Dinkçis Tor für Cinja: Wie ein Bundesliga-Spiel Hunderte Stammzellspender mobilisierte
Emma KrügerDinkçis Tor für Cinja: Wie ein Bundesliga-Spiel Hunderte Stammzellspender mobilisierte
Heidenheim sichert wichtigen 2:0-Sieg gegen den FC St. Pauli und hält die Bundesliga-Hoffnung am Leben
Der Sieg war nicht nur sportlich entscheidend – das Spiel rückte auch eine berührende Geschichte abseits des Platzes in den Fokus: Stürmer Eren Dinkçi widmete sein Tor seiner Freundin Cinja, die an Leukämie erkrankt ist. Ihre Geschichte hat seitdem Hunderte dazu bewegt, sich als potenzielle Stammzellspender zu registrieren und damit anderen Betroffenen zu helfen.

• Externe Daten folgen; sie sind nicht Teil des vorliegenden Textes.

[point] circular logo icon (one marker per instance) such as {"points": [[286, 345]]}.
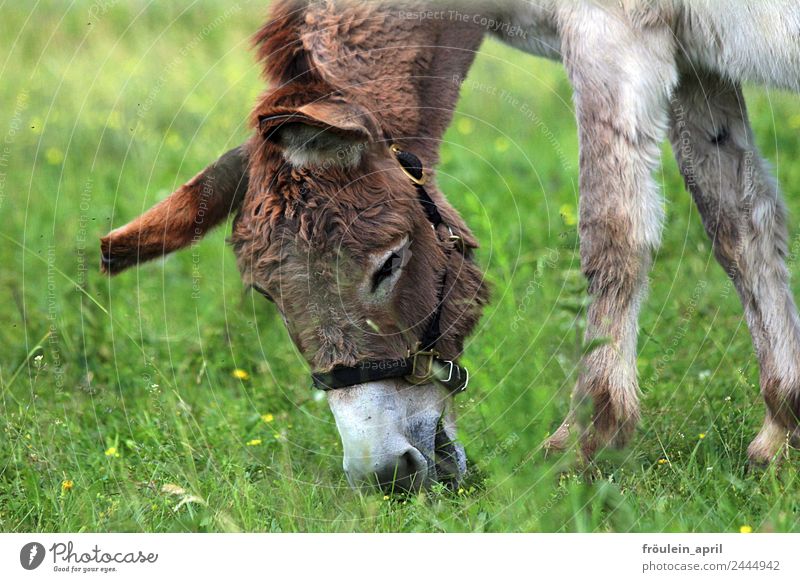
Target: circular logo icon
{"points": [[31, 555]]}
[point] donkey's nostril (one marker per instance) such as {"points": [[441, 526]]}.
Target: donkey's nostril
{"points": [[408, 472]]}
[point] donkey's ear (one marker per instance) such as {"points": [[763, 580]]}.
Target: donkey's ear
{"points": [[182, 218], [319, 133]]}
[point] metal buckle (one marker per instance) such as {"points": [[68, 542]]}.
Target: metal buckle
{"points": [[456, 239], [425, 374]]}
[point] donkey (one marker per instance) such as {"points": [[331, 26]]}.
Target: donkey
{"points": [[334, 197]]}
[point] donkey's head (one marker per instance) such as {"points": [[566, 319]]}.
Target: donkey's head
{"points": [[371, 270]]}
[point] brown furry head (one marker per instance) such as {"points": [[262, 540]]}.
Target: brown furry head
{"points": [[331, 230], [330, 227]]}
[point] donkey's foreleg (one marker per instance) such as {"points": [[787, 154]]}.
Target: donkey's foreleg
{"points": [[744, 216], [622, 80]]}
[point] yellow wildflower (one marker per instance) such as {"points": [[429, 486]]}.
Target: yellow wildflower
{"points": [[568, 215], [241, 374]]}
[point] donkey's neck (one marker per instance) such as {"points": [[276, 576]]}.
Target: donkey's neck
{"points": [[403, 66]]}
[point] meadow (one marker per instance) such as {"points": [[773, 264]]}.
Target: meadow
{"points": [[168, 399]]}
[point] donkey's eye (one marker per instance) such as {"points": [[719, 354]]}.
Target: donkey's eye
{"points": [[386, 270]]}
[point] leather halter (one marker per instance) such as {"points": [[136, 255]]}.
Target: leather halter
{"points": [[424, 365]]}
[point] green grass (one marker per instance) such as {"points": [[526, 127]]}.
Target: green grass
{"points": [[104, 113]]}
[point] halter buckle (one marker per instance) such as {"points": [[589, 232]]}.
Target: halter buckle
{"points": [[422, 367]]}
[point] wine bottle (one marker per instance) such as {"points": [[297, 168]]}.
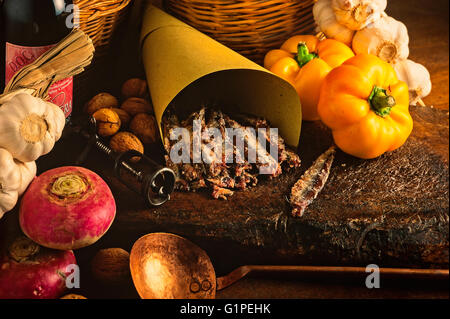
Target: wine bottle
{"points": [[29, 29]]}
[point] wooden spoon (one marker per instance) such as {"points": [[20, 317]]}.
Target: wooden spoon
{"points": [[167, 266]]}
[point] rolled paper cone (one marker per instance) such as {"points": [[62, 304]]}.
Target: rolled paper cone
{"points": [[186, 69]]}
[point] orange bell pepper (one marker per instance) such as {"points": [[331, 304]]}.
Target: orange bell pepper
{"points": [[366, 106], [304, 61]]}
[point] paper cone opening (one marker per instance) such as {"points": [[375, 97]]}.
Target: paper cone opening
{"points": [[186, 70]]}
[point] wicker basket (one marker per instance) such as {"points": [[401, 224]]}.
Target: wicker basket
{"points": [[100, 18], [251, 27]]}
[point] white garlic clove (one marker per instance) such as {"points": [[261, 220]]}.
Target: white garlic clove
{"points": [[358, 14], [387, 38], [416, 77], [326, 22]]}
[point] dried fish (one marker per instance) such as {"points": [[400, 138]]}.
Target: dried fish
{"points": [[311, 183], [219, 172]]}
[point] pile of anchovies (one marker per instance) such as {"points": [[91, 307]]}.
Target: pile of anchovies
{"points": [[219, 176]]}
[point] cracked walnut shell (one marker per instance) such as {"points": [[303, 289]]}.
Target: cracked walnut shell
{"points": [[108, 122], [145, 128], [126, 141], [100, 101]]}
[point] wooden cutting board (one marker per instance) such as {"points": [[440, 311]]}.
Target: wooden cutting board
{"points": [[391, 211]]}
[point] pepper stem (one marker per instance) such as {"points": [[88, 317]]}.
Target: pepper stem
{"points": [[381, 102], [303, 54]]}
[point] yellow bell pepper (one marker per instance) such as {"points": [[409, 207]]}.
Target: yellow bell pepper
{"points": [[304, 61], [366, 106]]}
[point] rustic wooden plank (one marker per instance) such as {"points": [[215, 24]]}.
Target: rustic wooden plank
{"points": [[392, 211]]}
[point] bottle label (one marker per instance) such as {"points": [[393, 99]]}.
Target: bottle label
{"points": [[17, 57]]}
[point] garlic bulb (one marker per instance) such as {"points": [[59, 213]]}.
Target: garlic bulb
{"points": [[29, 126], [387, 38], [416, 76], [326, 22], [358, 14], [10, 179]]}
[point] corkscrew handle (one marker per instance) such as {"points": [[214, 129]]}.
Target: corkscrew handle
{"points": [[156, 186], [156, 182]]}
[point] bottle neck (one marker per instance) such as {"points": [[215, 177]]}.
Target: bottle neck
{"points": [[35, 23]]}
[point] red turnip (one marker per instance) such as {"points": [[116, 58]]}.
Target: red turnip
{"points": [[28, 271], [67, 208]]}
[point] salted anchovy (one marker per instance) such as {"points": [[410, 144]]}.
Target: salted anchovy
{"points": [[292, 160], [222, 193], [216, 175], [311, 183]]}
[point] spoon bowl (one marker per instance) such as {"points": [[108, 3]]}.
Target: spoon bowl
{"points": [[167, 266]]}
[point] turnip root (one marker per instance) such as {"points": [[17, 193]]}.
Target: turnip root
{"points": [[67, 208]]}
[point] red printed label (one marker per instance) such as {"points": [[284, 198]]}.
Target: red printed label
{"points": [[60, 93]]}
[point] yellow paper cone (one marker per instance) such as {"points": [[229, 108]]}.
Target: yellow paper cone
{"points": [[186, 69]]}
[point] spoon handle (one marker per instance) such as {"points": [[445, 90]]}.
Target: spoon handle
{"points": [[241, 272]]}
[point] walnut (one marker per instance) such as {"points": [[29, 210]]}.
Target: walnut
{"points": [[100, 101], [134, 88], [144, 126], [73, 296], [125, 118], [126, 141], [111, 266], [135, 105], [108, 122]]}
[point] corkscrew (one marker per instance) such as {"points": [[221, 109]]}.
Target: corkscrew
{"points": [[138, 172]]}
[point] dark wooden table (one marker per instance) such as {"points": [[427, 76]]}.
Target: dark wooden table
{"points": [[427, 23]]}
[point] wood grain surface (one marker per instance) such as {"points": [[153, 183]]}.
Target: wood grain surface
{"points": [[393, 210]]}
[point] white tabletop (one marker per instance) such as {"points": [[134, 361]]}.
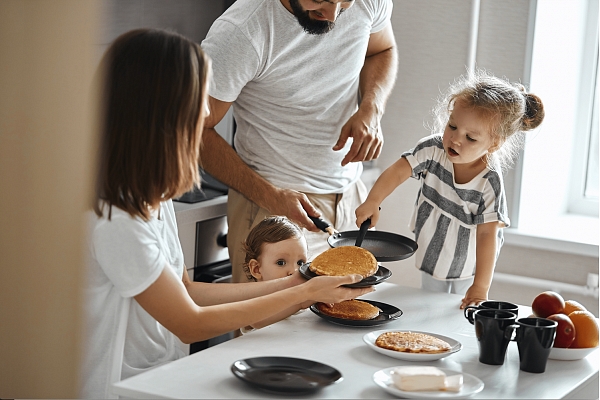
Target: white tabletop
{"points": [[207, 374]]}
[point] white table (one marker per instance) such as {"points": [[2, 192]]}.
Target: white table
{"points": [[207, 374]]}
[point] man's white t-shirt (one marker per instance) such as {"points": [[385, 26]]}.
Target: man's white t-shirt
{"points": [[126, 255], [292, 91]]}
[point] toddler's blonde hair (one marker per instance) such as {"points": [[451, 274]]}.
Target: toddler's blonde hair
{"points": [[510, 109]]}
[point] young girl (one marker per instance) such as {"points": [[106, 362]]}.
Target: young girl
{"points": [[275, 248], [140, 303], [461, 206]]}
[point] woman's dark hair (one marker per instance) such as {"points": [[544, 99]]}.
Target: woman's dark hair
{"points": [[154, 85]]}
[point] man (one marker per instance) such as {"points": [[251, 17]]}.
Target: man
{"points": [[296, 72]]}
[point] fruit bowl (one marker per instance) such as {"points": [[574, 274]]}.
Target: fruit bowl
{"points": [[570, 354]]}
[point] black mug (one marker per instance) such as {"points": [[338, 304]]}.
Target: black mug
{"points": [[493, 337], [490, 305], [535, 337]]}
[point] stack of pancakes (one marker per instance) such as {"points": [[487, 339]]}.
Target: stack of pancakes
{"points": [[350, 309], [344, 260], [412, 342]]}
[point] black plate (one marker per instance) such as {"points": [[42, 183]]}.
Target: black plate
{"points": [[285, 374], [385, 246], [388, 314], [381, 275]]}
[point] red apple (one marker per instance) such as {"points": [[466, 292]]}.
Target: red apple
{"points": [[547, 303], [565, 331]]}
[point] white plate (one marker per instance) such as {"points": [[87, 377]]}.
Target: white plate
{"points": [[471, 385], [371, 337], [570, 354]]}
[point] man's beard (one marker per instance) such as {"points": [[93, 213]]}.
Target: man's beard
{"points": [[312, 26]]}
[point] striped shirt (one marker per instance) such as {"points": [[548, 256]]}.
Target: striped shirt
{"points": [[446, 213]]}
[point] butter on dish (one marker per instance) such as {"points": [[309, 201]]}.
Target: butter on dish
{"points": [[419, 378]]}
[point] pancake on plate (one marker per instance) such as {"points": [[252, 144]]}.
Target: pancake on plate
{"points": [[344, 260], [350, 309], [412, 342]]}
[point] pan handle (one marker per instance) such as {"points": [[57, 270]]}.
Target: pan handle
{"points": [[321, 224], [362, 232]]}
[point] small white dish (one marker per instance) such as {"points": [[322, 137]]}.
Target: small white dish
{"points": [[471, 385], [371, 337], [570, 354]]}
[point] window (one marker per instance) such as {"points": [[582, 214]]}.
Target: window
{"points": [[558, 198]]}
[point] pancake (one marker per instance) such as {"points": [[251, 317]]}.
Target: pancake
{"points": [[350, 309], [344, 260], [412, 342]]}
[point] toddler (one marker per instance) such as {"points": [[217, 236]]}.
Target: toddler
{"points": [[461, 206], [275, 248]]}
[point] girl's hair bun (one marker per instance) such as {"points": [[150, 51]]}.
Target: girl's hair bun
{"points": [[534, 112]]}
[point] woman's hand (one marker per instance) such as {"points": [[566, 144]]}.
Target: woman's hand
{"points": [[329, 289], [474, 296]]}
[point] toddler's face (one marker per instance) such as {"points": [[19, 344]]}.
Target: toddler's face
{"points": [[467, 136], [278, 260]]}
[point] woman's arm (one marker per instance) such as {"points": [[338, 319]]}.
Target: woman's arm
{"points": [[208, 294], [390, 179], [168, 301], [486, 246]]}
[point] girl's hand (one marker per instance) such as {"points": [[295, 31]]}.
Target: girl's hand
{"points": [[368, 209], [474, 296], [329, 289]]}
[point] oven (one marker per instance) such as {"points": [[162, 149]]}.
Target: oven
{"points": [[202, 230], [202, 224]]}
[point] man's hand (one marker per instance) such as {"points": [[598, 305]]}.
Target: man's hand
{"points": [[364, 128]]}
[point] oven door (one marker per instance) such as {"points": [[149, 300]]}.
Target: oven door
{"points": [[211, 265]]}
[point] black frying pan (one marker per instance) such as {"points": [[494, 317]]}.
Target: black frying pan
{"points": [[385, 246]]}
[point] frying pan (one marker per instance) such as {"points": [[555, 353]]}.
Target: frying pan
{"points": [[385, 246]]}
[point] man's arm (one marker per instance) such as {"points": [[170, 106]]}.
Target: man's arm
{"points": [[220, 160], [377, 79]]}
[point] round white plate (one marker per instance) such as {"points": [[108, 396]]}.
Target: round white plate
{"points": [[370, 338], [471, 385], [570, 354]]}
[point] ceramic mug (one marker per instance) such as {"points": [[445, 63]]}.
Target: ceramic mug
{"points": [[493, 335], [490, 305], [534, 337]]}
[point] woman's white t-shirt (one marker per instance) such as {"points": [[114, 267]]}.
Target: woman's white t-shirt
{"points": [[126, 255]]}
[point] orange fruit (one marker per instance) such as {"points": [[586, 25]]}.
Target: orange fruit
{"points": [[572, 305], [586, 329]]}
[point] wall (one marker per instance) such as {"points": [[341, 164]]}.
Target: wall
{"points": [[432, 44], [46, 137]]}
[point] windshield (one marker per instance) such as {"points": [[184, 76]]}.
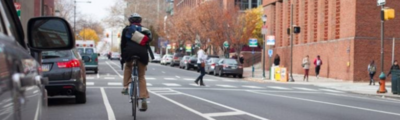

Dinkçi erzielte das Führungstor in Heidenheims wichtigem Erfolg, der die Mannschaft vom Tabellenende der Bundesliga wegführte. Nach seinem Treffer deutete er in Richtung Tribüne – eine Hommage an seine Freundin Cinja, die möglicherweise auf eine Stammzelltransplantation angewiesen ist. Das Paar hatte bereits gemeinsam mit dem Deutschen Knochenmarkspenderdatei (DKMS) eine Kampagne gestartet, um Spenderregistrierungen zu fördern – nicht nur für Cinja, sondern für alle Patient:innen, die auf eine Spende warten.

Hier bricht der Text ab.